Raúl Vargas, siempre imperturbable, cual comercial de AFP, se intentaba comunicar con su reportero en el congreso y le instaba a que se acerque a algún congresista para que informe la verdad, mientras que se oía a lo lejos los debates entre Mechita y los voceros para ver cómo hacían para suspender la sesión y que todos puedan ir a dar sus condolencias a los familiares, a los correligionarios acciopopulistas. Vitocho se convirtió en Pinocho. Chivo expiatorio de algún complot para entorpecer la exposición del gabinete Del Castillo? Puede ser. Una Vitochada? También. Ambas?? Lo más probable.
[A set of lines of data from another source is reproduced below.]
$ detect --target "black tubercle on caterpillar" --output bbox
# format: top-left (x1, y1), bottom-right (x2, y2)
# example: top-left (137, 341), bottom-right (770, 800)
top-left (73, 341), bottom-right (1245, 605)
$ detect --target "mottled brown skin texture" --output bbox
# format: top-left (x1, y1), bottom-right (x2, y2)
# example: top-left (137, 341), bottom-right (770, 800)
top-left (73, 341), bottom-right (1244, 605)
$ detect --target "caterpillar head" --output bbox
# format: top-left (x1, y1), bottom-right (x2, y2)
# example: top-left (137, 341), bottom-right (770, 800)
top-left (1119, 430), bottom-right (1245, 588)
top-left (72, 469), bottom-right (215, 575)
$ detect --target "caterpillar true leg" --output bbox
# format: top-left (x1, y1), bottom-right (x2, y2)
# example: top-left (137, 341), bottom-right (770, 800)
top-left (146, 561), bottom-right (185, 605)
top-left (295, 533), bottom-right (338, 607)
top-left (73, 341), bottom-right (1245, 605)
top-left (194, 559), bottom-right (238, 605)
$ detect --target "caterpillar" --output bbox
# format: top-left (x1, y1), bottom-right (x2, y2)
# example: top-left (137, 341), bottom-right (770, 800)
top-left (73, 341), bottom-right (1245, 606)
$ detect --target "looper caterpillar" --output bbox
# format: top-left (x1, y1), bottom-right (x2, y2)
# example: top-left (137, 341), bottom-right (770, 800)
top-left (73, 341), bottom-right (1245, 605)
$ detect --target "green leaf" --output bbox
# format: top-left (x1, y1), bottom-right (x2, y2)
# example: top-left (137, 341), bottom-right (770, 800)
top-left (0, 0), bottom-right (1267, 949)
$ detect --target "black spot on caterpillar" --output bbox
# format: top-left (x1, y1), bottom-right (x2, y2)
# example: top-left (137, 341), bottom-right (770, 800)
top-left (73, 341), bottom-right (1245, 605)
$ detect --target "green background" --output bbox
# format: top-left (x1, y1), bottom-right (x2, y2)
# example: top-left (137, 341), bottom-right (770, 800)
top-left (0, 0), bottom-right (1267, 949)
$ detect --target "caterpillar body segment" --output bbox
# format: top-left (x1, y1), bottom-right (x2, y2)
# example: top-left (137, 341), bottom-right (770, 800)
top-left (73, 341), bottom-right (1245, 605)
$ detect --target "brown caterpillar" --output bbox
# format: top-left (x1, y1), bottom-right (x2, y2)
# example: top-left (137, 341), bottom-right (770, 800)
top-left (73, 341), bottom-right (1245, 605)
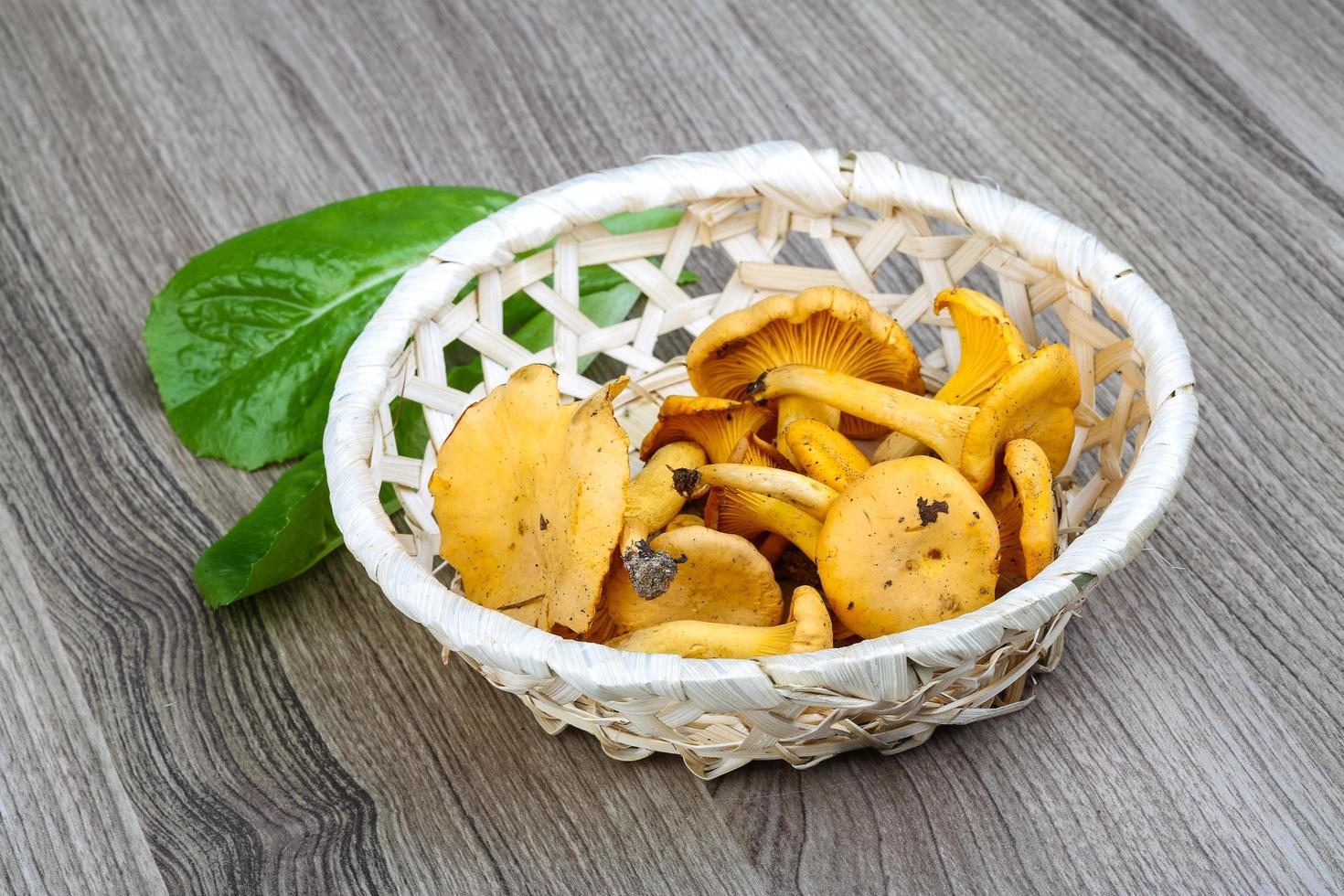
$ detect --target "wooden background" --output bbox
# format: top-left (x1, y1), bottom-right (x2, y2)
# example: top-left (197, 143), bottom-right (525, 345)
top-left (0, 0), bottom-right (1344, 893)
Lo increíble no es ver cómo se difunde una falsa noticia, de tal trascendencia que entorpece las labores congresales, y aún más, difundida sin ascos por alguien tan cercano al ya no difunto presidente, que sigue recuperándose en la clínica San Felipe, esperemos que para bien, sino más bien o sobre todo ver cómo las opiniones de la gente se acomodan frente a la muerte. Que Paniagua es un aburrido, un pésimo candidato, que fue egoísta con Lourdes, que su muñeco jalaba más gente que él, etc, etc, etc y se anuncia su muerte y se convierte en un mártir de la democracia y la bondad. Nadie duda del bien que le hizo Paniagua al país, por eso, cuando llegue La Parca, la mayoría, imagino, le rendirá homenaje. Pero esto ha servido para ver ciertas hipocresías en nuestra querida Perusalén. Como dicen por ahí, no hay muerto malo.

Saturday, August 19, 2006

El final es el mejor comienzo...


Un blog? No estás "in" si no tienes tu blog. Para qué un blog? Si no eres un valioso informante, para qué? Quizá en este caso sea muy simple: un sábado de aburrimiento. Vamos a ver qué pasa. A ver qué sale. Quizá sea gracioso. Quizá interesante. Para que mis amigos me quieran más, ah no, esa es de Bryce. Como el final es el mejor comienzo entonces digo simplemente que para mí y punto y aparte y otra vez punto. Punto.